超小型化に成功した氷手榴弾と炎手榴弾に胸をときめかせる俺達に、ミーシャとバルムスそしてデイジーが満足そうな笑みを浮かべている。


「なにやら怪しげな武器じゃのう。」


モーリス先生が訝し気な目をしていう。


「ふん!おぬしの言うようなガラクタは作っとりゃせん。」


「ならいいのじゃが。」


「先生もこの効果を見たら驚きますよ。」


「そんなに凄い物なのか?」


「ええ。魔力の無い人間でもかなりの殺傷能力が得られます。」


「魔法の代わり?」


「まあそんなところです。」


「ラウルの武器も似たようなもんじゃが。」


「私のそれよりも効果が魔法寄りなんですよ。」


「なるほどのう。」


するとミーシャがモーリス先生に言う。


「先生。あとで実験場にて試してみましょう。」


「ほうそうか!ならそれを楽しみにしようかの。」


「はい。」


「では次です。」


バルムスに言われ俺達は隣の棚に移る。


「これは、RPGの弾頭に似ているな。」


オージェが言う。


「その通りです。ラウル様の兵器を参考にして寸分違わずに作りました。」


バルムスが説明する。


「ほれ、先ほどわたしが外に飛ばされた膨張する液体があったじゃろ。」


デイジーが少量で飛ばされたあれだ。


「ええ。

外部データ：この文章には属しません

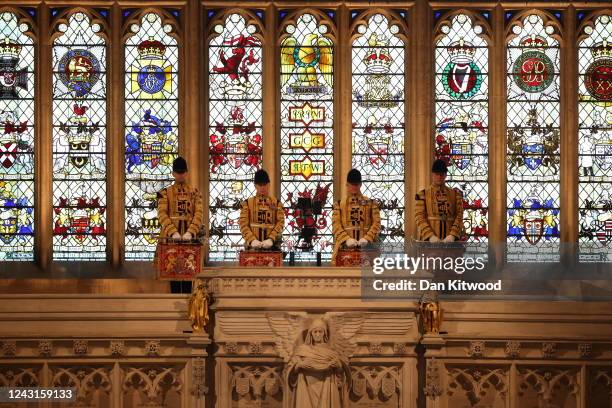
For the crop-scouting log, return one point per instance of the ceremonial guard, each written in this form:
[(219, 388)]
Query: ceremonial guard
[(262, 217), (439, 209), (179, 206), (356, 219)]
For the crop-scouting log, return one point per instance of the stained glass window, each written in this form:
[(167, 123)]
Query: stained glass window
[(151, 128), (533, 141), (595, 139), (235, 120), (79, 141), (462, 120), (307, 80), (16, 139), (378, 119)]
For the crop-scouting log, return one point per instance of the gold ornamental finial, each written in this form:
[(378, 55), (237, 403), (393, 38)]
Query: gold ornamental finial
[(198, 306), (431, 313)]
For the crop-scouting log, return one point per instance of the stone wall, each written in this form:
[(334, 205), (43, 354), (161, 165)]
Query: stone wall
[(138, 350)]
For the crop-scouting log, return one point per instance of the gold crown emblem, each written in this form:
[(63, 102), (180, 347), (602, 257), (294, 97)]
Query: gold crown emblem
[(151, 49), (79, 137), (9, 49), (461, 52), (533, 42), (236, 88), (378, 59), (378, 139), (602, 50), (8, 138)]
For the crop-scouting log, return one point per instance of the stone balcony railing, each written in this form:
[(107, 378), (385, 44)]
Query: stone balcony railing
[(135, 350)]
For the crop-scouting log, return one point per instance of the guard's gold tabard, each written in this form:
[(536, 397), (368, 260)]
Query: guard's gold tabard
[(261, 217), (439, 212), (179, 209), (355, 217)]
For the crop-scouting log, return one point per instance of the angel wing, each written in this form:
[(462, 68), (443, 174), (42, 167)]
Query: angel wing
[(326, 61), (343, 327), (286, 328), (287, 60)]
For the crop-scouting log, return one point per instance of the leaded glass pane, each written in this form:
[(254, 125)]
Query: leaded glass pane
[(307, 162), (151, 128), (533, 145), (79, 141), (235, 120), (16, 140), (378, 64), (462, 118), (595, 140)]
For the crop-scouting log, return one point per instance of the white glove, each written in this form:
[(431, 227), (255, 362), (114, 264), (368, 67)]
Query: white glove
[(351, 243)]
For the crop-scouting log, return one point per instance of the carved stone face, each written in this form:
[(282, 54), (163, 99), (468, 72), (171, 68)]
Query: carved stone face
[(317, 335)]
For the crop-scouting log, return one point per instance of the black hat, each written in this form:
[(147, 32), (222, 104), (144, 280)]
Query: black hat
[(354, 177), (179, 165), (439, 166), (261, 177)]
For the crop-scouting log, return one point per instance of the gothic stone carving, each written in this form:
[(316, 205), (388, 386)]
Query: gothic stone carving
[(375, 382), (375, 348), (549, 349), (79, 347), (477, 348), (153, 386), (585, 350), (230, 347), (255, 348), (549, 387), (199, 388), (513, 349), (45, 348), (323, 343), (90, 383), (9, 348), (477, 386), (432, 387), (117, 347), (18, 376), (152, 348), (255, 382)]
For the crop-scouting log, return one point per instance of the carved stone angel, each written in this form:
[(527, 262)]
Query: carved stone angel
[(317, 373)]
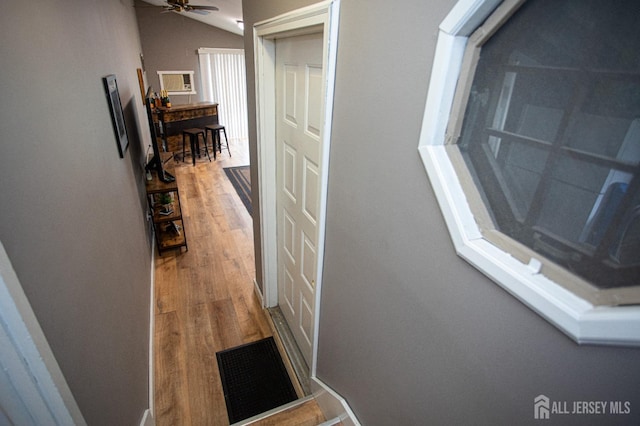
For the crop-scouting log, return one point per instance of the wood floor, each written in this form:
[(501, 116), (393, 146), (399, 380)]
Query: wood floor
[(204, 297)]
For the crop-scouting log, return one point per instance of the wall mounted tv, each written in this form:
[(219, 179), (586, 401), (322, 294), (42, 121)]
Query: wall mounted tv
[(156, 162)]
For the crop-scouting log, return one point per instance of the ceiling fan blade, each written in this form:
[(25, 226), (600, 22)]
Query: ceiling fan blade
[(201, 7)]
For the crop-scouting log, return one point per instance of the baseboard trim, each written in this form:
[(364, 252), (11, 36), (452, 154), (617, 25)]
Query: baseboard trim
[(332, 404), (147, 419), (256, 289)]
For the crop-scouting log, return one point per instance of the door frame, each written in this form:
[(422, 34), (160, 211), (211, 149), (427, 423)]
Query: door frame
[(320, 17)]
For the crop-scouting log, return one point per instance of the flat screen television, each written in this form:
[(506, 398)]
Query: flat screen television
[(156, 162)]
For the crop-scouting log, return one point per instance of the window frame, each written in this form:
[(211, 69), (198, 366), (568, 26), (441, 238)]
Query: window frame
[(509, 265)]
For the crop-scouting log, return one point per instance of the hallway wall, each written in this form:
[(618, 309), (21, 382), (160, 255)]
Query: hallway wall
[(409, 332), (73, 212)]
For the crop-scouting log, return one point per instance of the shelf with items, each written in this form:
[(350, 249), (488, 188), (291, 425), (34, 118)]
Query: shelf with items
[(166, 213)]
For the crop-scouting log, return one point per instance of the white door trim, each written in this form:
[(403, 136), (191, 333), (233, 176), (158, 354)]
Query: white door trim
[(315, 18), (33, 390)]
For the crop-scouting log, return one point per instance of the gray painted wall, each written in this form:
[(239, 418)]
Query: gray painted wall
[(72, 211), (170, 42), (411, 334)]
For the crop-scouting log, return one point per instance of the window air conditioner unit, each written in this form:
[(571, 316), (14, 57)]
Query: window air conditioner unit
[(177, 82)]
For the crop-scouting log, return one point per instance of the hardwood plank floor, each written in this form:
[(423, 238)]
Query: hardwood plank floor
[(204, 297), (205, 302)]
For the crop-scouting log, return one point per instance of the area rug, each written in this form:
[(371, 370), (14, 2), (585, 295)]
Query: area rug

ありましたね。」


「あれをこの中に含めておる。着弾と同時にあの膨張する液体が数万倍に気化するのじゃ。」


《ん?それってサーモバリック弾みたいなもんかな?》


「ぜひラウル様の兵器にて実験していただきたく思います。」


「わかった。」


「あの少量カプセルであの効果だぞ。」


「ああわかってる。」


俺達の前にはそのロケランの弾頭がびっしりと保管されていた。きちんと固定されており爆発しないように設計された棚だった。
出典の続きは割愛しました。